The Washington Post’s Isaac Arnsdorf has documented the impact of the precinct strategy, finding that this approach has “driven thousands of new Republican activists” to get involved since the 2020 election. “If you’re not prepared to be sent to a federal prison as a political prisoner,” Bannon told his audience this week, “then you’re not worthy to be in this movement.”
Finally, the lawyers swoop in. According to Democracy Docket, election deniers have already filed 146 anti-voting lawsuits nationwide so far. As my colleague Abbie Richards explains, these lawsuits’ primary purpose is to confuse voters and sow chaos for election officials just trying to do their job. Often, the pipeline from right-wing media to the courts is remarkably direct, as in the case of multiple suits in swing states over the Uniformed and Overseas Absentee Voting Act (UOCAVA) that allows Americans abroad to vote.

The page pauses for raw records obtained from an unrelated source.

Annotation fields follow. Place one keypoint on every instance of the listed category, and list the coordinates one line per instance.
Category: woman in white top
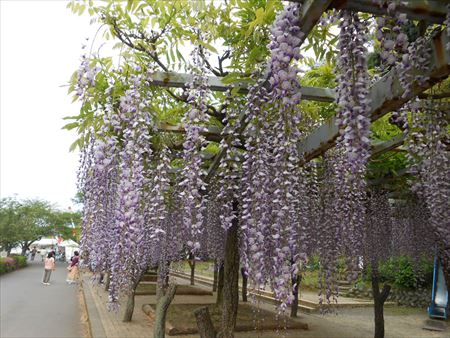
(49, 267)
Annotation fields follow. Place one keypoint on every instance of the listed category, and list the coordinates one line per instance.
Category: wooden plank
(311, 12)
(385, 96)
(393, 143)
(180, 80)
(211, 133)
(432, 11)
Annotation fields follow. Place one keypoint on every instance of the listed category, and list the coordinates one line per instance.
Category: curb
(96, 329)
(85, 314)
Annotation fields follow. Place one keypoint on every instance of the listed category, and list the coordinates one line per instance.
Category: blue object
(439, 296)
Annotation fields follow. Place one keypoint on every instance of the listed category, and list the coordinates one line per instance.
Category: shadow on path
(31, 309)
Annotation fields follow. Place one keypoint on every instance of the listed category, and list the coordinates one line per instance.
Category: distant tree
(9, 237)
(65, 224)
(23, 222)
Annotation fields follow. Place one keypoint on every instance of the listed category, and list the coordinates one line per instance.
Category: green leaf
(208, 46)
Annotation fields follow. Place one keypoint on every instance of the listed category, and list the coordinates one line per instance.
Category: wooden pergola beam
(180, 80)
(211, 133)
(432, 11)
(312, 10)
(393, 143)
(385, 96)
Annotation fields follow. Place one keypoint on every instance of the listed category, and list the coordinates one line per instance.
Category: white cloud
(40, 48)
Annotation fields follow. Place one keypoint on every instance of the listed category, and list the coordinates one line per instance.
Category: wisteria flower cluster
(192, 185)
(269, 219)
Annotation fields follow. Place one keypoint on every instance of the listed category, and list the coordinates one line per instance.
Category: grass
(182, 319)
(150, 289)
(201, 268)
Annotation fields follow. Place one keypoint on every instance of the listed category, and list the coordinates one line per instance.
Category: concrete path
(31, 309)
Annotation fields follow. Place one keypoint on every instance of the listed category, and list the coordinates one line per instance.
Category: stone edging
(84, 312)
(96, 329)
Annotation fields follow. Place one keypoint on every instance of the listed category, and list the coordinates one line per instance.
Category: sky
(40, 47)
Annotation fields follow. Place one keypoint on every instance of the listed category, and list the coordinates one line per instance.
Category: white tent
(70, 247)
(69, 243)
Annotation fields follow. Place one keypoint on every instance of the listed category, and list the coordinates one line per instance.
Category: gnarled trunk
(191, 262)
(295, 285)
(204, 323)
(231, 277)
(378, 298)
(107, 281)
(244, 284)
(216, 272)
(164, 299)
(129, 309)
(219, 299)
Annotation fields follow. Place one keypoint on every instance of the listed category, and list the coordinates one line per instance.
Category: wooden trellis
(385, 95)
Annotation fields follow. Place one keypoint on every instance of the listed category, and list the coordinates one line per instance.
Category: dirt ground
(358, 323)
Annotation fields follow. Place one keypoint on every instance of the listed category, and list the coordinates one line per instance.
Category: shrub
(401, 273)
(12, 263)
(7, 264)
(21, 261)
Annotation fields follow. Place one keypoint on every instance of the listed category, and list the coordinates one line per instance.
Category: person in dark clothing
(73, 268)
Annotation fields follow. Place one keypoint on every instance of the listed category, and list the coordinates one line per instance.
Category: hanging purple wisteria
(353, 143)
(192, 185)
(268, 206)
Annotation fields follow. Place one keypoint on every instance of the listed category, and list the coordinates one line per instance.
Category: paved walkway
(31, 309)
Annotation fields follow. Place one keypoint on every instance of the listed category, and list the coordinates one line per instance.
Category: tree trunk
(129, 308)
(295, 285)
(204, 323)
(244, 284)
(219, 299)
(24, 250)
(378, 299)
(162, 305)
(231, 277)
(130, 302)
(191, 262)
(216, 272)
(107, 281)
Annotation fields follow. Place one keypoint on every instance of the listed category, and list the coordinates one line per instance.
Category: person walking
(33, 253)
(73, 268)
(49, 266)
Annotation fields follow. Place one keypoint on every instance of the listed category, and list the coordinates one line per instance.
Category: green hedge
(11, 263)
(401, 273)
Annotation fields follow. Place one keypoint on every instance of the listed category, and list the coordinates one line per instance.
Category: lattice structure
(385, 94)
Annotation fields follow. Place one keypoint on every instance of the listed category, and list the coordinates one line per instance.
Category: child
(49, 266)
(73, 268)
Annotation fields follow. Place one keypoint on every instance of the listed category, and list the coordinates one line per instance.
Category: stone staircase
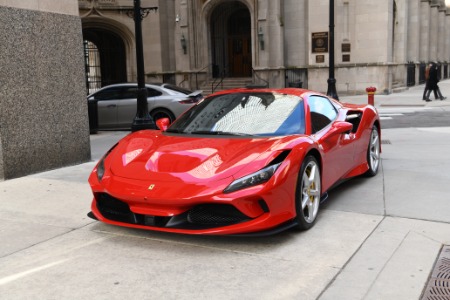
(227, 83)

No one knows which way this election will go. But one thing is for sure — anti-democracy activists are digging in, not only in 2024, but for the foreseeable future. We must be “fearlessly pro-democracy,” in the words of voting rights lawyer Marc Elias, and “it will be the citizens themselves who will lead the way.” That starts by arming ourselves with facts and standing strong against the alliance of increasingly fascistic right-wing media and professional election deniers, all bent on overturning the outcome.